OpenTelemetry traces can be used to identify the system from which a problem originates and might also indicate the cause of a problem.

zosConnect-3.0 Applies to zosConnect-3.0.

OpenTelemetry spans indicate how long particular operations take. For z/OS® Connect, if one or more API requests are experiencing a degraded response time, for example, you might observe one of the following:

  • Long times for the request or response-mapping spans. This can occur with large JSON payloads, complex JSONata expressions, and many entries in the request or response mapping file.
  • A long duration in the span invoking a system of record, an API endpoint or access token server. This usually indicates either a problem in the connected system or a problem with the network connection to that system.

Error in z/OS Connect

In an error scenario, fewer z/OS Connect spans might be emitted than in a working scenario, as the request does not complete its entire journey through z/OS Connect. The span in error is marked with the error=true attribute and the exception.message attribute has details of the error. The next step in investigation is to review the error message in the span, identify the error in messages.log at the same timestamp, as other messages that are logged at a similar time might help to identify the problem.

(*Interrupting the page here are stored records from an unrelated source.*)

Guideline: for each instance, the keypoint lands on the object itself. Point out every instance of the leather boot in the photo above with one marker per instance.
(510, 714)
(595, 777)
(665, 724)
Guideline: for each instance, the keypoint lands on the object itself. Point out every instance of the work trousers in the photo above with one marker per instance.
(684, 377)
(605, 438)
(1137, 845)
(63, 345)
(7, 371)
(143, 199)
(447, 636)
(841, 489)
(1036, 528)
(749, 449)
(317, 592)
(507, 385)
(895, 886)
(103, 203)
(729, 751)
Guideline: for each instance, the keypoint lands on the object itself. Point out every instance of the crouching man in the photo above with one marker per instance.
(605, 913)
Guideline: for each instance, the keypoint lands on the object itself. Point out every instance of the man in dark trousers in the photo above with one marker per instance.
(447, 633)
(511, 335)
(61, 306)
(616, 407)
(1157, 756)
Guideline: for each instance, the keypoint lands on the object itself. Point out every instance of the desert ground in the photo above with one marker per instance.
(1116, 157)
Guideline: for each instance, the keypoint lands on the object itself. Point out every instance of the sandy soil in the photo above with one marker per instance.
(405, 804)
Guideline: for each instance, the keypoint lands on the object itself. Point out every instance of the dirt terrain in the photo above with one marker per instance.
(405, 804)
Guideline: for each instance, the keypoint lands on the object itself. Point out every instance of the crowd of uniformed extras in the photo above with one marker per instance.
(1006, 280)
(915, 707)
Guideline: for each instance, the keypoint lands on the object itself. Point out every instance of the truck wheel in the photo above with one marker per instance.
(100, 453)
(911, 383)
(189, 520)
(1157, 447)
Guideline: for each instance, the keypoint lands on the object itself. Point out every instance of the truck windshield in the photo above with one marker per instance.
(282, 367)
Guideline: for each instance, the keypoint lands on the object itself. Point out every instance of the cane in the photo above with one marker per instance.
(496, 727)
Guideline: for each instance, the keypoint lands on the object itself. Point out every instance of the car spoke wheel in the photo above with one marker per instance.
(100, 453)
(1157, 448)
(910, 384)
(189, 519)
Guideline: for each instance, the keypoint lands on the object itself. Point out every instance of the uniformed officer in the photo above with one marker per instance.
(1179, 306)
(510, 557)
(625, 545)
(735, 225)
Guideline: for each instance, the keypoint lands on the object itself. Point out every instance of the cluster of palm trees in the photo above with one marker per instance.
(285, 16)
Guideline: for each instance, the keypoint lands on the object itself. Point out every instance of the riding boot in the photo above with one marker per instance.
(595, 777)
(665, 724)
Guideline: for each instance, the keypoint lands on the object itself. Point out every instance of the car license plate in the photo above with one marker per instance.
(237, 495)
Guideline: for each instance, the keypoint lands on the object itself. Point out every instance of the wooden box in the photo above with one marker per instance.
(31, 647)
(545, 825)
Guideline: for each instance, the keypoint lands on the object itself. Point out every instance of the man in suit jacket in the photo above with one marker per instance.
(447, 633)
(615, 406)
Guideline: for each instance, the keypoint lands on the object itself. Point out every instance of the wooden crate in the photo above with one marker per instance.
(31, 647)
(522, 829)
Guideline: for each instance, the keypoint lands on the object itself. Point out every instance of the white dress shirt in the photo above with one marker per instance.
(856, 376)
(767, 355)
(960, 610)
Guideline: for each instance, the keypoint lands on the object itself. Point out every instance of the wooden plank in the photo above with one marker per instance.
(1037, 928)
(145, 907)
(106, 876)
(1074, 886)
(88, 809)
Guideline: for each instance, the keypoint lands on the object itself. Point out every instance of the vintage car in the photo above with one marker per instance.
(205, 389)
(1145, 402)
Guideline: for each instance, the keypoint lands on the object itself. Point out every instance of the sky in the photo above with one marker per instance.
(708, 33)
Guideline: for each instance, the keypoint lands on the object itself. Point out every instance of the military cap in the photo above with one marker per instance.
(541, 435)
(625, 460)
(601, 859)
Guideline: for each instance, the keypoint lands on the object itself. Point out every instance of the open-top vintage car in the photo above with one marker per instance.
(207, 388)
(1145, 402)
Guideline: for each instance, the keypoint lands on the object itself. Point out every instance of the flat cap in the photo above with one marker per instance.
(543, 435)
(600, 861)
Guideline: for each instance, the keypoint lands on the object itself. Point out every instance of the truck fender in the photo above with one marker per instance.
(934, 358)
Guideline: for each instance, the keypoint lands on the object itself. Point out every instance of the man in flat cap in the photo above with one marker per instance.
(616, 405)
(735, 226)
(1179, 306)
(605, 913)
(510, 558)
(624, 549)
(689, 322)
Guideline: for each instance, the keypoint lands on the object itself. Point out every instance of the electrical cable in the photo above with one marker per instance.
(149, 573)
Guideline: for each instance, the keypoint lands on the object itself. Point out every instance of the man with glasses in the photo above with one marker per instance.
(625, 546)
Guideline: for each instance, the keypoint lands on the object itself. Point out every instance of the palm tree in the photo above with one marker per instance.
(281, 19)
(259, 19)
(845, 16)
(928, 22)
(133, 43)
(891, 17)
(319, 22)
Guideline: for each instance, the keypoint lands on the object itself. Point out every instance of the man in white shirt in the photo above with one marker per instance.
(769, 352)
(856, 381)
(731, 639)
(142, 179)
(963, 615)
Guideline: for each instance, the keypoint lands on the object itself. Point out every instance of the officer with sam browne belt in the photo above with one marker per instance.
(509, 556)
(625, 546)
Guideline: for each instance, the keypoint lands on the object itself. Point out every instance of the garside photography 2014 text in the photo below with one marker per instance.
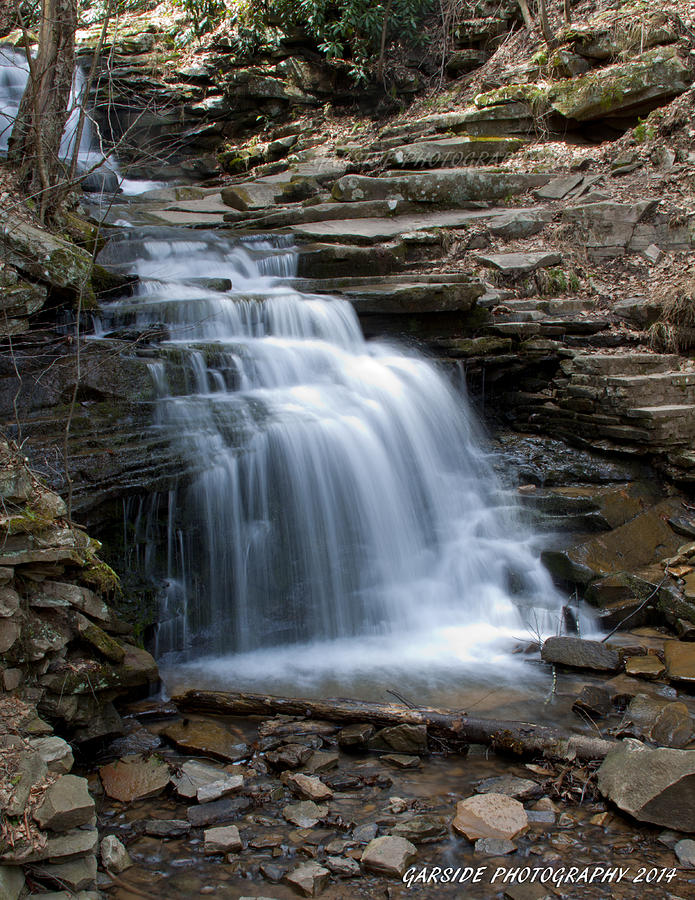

Figure 1. Example span output showing an error in z/OS Connect request mapping
Image to show the impact of an error in z/OS Connect Request mapping with no spans created after the error

How to correlate an OpenTelemetry trace to an SMF 123 record

An OpenTelemetry trace can be correlated to a specific SMF 123 record by using the zos.smf_correlator attribute in the Server span. The value of the zos.smf_correlator attribute matches the value of the SMF123S1_TRACKING_TOKEN or SMF123S2_TRACKING_TOKEN when formatted with the provided Sample JCL to format SMF records.